Kamis, 11 Juni 2015

ALASAN

Adalah benar bahwa kita tak bisa menjadi segala sesuatu. Namun dalam hidup ini kita harus menjadi sesuatu. Ketika aku masih muda, ada begitu banyak kemungkin pilihan yang nampaknya tak terbatas berjejer di hadapanku, menunggu untuk aku pilih. Di saat itu aku harus memilih untuk menjadi sesuatu. Namun satu pertanyaan muncul ketika aku akan membuat pilihanku; Arah manakah akan kubiarkan hidupku mengalir? Dari semua kemungkinan yang ada, manakah yang harus aku pilih? Menjadi bintang olah raga? Mengembangkan hobby? Membangun karier dan natinya menjadi hartawan? Aku yakin, tak satupun dari yang aku sebut di atas akan memberikan aku kepuasan mutlak dalam hidup yang singkat ini.

Aku membuat pilihan setiap hari. Dan bila saat ini aku memejamkan mata, mencoba melihat kembali setiap keputusan yang telah kubuat setiap hari, bisa dengan amat mudah aku lihat bahwa aku sering membuat keputusan secara spontan, terutama bila harus berhadapan dengan hal kecil dan kurang serius. Namun kisahku akan menjadi lain, ketika aku harus berhadapan dengan sesuatu yang serius yang amat mempengaruhi seluruh arah perjalanan hidupku di masa depan. Aku tak akan membuat keputusan spontan. Aku yakin andapun akan berbuat hal yang sama. Dan dalam membuat pertimbangan itu, aku dan juga anda, akan mendekati masyalah tersebut dengan menimbang berbagai nilai positif maupun negatifnya. Anehnya, kadang alas an-alasan negatif muncul secara amat dominan. Takut membuat keputusan karena takut menerima resiko. Takut memilih karena tak tahu apa yang akan terjadi kelak.

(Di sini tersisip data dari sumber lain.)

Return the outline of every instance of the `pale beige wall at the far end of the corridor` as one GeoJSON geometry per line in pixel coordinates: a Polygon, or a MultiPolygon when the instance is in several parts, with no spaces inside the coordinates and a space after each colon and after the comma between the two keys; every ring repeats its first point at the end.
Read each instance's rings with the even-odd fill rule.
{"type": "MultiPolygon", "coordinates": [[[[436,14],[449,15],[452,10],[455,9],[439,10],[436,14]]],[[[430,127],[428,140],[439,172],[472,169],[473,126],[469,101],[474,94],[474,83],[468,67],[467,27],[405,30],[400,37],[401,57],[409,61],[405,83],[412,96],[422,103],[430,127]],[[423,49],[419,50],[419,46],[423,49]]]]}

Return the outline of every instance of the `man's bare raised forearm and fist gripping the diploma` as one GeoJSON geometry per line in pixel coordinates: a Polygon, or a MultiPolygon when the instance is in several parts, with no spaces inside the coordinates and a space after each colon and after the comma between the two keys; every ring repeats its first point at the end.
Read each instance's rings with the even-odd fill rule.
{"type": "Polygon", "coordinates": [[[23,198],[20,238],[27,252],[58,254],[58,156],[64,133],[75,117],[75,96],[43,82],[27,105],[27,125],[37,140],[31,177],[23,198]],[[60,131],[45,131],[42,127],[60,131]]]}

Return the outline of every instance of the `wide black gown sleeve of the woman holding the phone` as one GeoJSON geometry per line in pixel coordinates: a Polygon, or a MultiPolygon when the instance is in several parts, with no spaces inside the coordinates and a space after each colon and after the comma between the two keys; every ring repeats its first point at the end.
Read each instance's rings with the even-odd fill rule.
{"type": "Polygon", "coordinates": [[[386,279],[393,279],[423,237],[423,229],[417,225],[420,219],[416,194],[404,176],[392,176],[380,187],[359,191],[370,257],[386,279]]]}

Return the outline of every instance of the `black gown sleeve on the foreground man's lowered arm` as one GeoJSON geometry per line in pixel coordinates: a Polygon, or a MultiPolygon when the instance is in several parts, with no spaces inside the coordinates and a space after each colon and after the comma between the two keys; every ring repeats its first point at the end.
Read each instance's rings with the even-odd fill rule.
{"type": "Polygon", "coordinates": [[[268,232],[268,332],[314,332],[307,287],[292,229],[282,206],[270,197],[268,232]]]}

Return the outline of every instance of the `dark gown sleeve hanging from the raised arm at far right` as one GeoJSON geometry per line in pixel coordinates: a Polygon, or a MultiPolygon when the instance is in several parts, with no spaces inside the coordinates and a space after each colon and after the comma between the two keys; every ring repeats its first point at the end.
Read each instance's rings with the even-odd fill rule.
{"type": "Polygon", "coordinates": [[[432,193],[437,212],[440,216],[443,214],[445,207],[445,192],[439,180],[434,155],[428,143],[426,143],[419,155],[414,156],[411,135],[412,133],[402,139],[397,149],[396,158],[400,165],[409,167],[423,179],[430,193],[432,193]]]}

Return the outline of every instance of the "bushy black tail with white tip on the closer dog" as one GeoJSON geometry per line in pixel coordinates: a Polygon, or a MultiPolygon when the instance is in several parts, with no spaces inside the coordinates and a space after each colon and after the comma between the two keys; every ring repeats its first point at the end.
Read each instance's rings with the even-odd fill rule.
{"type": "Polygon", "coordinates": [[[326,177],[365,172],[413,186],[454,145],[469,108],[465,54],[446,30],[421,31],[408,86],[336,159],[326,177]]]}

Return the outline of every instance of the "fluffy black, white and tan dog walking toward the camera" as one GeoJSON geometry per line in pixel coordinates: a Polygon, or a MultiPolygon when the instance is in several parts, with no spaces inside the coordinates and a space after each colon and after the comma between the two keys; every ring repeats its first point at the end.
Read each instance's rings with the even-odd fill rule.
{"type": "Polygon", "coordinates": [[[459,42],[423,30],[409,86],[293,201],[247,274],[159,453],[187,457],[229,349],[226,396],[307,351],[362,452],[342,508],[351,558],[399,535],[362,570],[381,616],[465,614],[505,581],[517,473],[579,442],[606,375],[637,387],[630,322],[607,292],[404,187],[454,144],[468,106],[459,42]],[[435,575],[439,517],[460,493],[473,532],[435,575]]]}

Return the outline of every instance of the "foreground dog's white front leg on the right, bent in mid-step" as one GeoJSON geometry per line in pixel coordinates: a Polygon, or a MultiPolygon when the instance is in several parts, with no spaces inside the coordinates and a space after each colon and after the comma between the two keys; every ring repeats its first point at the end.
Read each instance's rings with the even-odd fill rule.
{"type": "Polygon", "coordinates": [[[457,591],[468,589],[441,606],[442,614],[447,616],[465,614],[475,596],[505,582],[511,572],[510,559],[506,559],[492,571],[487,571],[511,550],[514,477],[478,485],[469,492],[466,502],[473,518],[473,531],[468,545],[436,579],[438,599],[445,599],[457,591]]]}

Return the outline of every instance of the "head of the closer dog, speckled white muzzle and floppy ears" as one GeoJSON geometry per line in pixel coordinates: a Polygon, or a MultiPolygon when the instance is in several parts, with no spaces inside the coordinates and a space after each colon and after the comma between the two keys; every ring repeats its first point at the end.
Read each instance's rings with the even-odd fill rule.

Aku teringat banyak orang yang dengan berbagai alasan menolak ajakan Yesus. ? Aku telah membeli ladang dan aku harus pergi melihatnya; aku minta dimaafkan. Aku telah membeli lima pasang lembu kebiri dan aku harus pergi mencobanya; aku minta dimaafkan. Aku baru kawin dan karena itu aku tidak dapat datang.?(Lukas 14:18-20). Dalam bagian Injil yang lain masih bias ditemukan alas an yang lain: “Izinkanlah aku pergi dahulu menguburkan bapaku? Berhenti memberi alasan. Alasan tak masuk akal budi.